Zwischen Emotion und Gefühl wird nicht immer unterschieden. Meistens ist Emotion der Oberbegriff. Unter Gefühlen versteht man dann bewusst gewordene Emotionen. Zweckmäßiger erscheint es, deutlich zwischen Emotionen und Gefühlen schärfer zu trennen. Die Emotionspsychologie kämpft mit dem gleichen Problem wie die Soziobiologie, nämlich mit der Frage, was ist Anlage und was kommt aus der Umwelt. Aus verschiedenen Texten kristallisiert sich für Emotionen ein körperlicher Bezug heraus, sei er nun physiologisch oder sogar genetisch. Nach wie vor scheint unklar zu ein, ob Kognitionen Emotionen auslösen oder ob umgekehrt Emotionen die Kognitionen lenken, ferner, ob man die Emotionen in einem angeborenen Teil des Nervensystems suchen soll oder ob sie in irgendeiner Weise gelernt und danach im psychischen System fixiert sind.[11] Daher liegt es nahe, sich für die Unterscheidung von Emotionen und Gefühlen auf die Bestimmung von Damasio[12] zu stützen, auch wenn man ihm sonst nicht in allem folgt. Danach sind Emotionen (engl. emotions) Körperzustände. Bei Damasio sind diese Zustände mit somatischen Markern verbunden, die durch irgendwelche Ereignisse oder Wahrnehmungen ausgelöst werden. Dahinter steckt schon eine spezielle Emotionstheorie. Lässt man diese Theorie außen vor, so bezeichnen Emotionen zunächst nur das körperliche Geschehen, unabhängig davon, wieweit es auf Anlage oder gespeicherte Erfahrung zurückgeht. Gefühle – Damasio spricht von feelings, die Übersetzer von Empfindungen – sind dagegen die mehr oder weniger bewussten Wahrnehmungen und Interpretationen der Emotion genannten Körperzustände. So jedenfalls will ich im Folgenden die Begriffe verwenden, auch wenn ich das sprachlich nicht immer durchhalte.
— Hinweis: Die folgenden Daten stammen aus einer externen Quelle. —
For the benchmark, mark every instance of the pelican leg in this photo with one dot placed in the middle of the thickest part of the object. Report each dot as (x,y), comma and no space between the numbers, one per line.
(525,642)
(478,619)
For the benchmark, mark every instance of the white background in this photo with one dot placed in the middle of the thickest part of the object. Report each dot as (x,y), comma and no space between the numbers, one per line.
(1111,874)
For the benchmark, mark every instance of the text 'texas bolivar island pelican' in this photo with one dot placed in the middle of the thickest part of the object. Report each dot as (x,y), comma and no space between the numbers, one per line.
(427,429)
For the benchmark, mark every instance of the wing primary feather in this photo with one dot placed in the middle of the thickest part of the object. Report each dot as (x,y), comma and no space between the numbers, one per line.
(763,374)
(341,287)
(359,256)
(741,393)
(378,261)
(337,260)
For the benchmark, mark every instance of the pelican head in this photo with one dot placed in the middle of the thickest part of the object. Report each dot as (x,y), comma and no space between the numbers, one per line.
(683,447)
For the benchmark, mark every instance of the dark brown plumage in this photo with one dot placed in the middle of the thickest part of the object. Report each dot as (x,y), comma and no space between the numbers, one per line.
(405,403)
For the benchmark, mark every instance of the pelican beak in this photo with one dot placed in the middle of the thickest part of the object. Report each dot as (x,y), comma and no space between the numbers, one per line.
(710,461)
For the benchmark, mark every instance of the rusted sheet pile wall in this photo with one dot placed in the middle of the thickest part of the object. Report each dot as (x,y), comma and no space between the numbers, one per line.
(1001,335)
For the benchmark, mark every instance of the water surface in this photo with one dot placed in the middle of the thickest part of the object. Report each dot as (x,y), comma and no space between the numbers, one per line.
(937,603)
Insbesondere bei adjektivischem Gebrauch lässt sich »emotional« als Oberbegriff sowohl für Körperzustände als auch für (bewusste) Gefühle schwer vermeiden.

[Fortsetzung hier]


[1] Hans Hermsen, Emotion/Gefühl, Europäische Enzyklopädie zu Philosophie und Wissenschaften, Bd. 1,  1990, 661-682

[2] Gerhard Stumm/Alfred Pritz (Hg.), 2020, S. 7.
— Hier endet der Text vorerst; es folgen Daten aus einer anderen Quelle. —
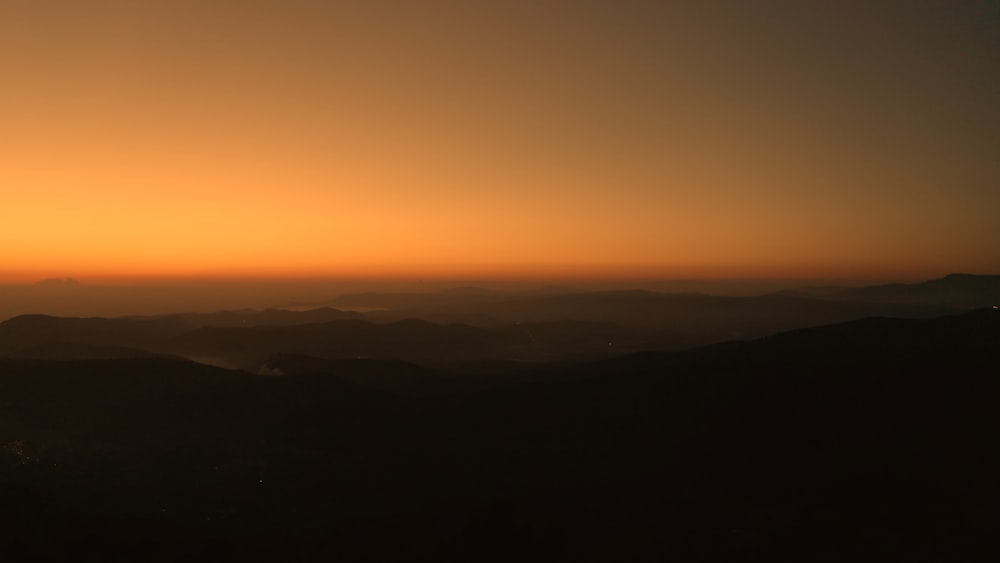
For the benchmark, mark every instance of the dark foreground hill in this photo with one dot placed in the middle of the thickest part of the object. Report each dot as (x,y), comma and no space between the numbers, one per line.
(872,440)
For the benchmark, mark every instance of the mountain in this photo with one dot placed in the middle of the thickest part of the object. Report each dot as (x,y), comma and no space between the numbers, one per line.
(867,439)
(282,317)
(954,290)
(31,330)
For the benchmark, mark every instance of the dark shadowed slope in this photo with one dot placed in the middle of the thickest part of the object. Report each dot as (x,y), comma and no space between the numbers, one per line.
(869,440)
(26,331)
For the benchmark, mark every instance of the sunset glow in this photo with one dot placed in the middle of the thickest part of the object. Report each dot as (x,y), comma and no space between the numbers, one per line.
(505,139)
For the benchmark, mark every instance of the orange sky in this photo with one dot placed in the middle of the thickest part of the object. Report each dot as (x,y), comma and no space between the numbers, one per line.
(507,138)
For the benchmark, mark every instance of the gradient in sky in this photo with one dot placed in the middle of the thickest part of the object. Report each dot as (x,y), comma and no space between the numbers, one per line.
(499,138)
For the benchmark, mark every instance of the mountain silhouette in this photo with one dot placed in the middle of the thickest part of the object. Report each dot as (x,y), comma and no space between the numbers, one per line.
(873,436)
(956,290)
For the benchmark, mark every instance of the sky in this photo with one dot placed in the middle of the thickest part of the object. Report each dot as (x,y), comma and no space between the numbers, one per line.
(424,138)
[3] Franziska Schmithüsen u. a., Lernskript Psychologie, 2014 (S. 83) weisen darauf hin, dass affect im Englischen als Synonym zu Emotion und manchmal auch als übergeordneter Begriff verwendet werde, der auch Stimmungen mit umfasst.

[4] Gertrud Koch/Christoph Möllers/ Thomas Hilgers/Sabine Müller-Mall (Hg.), Affekt und Urteil, 2015. Der Band lässt vom Titel her nicht erkennen, dass er auf der Rechtsästhetikwelle schwimmt. Er geht auf die Jahrestagung 2012 des SFB 626 »Ästhetische Erfahrung im Zeichen der Entgrenzung der Künste« zurück.

[5] So ausdrücklich von Sabine Müller-Mall, Zwischen Fall und Uteil. Zur Verortung des Rechtsgefühls, in: Gertrud Koch u. a. (Hg.), Affekt und Urteil 2015, S. 117-131, Fn. 8 auf S. 118.

[6] Auch eine Tagungsankündigung »Emotionen und Affekte – Perspektiven in der Politischen Psychologie« der mir bisher nicht bekannten privaten »Internationalen psychoanalytischen Universität Berlin« macht mich nicht klüger.

[7]Annual Review of Law and Social Science 8, 2012, 161-181.

[8] Von Sabine Müller-Mall, Zwischen Fall und Urteil. Zur Verortung des Rechtsgefühls, in: Gertrud Koch u. a. (Hg.), Affekt und Urteil 2015, S. 117-131, Fn. 1F.

[9] Immanuel Kant, Anthropologie in pragmatischer Hinsicht, 1798/1800, zitiert nach der Insel-Ausgabe 1964, § 58 Anmerkung (S. 557).

[10] § 71 Anfang (S. 580).

[11] Konstanze Senge, Die Wiederentdeckung der Gefühle, in: dies. u. a., Schlüsselwerke der Emotionssoziologie, 2022, 1–29, S. 11ff.

[12] Antonio R. Damasio, Descartes’ Irrtum, Fühlen, Denken und das menschliche Gehirn, 2004.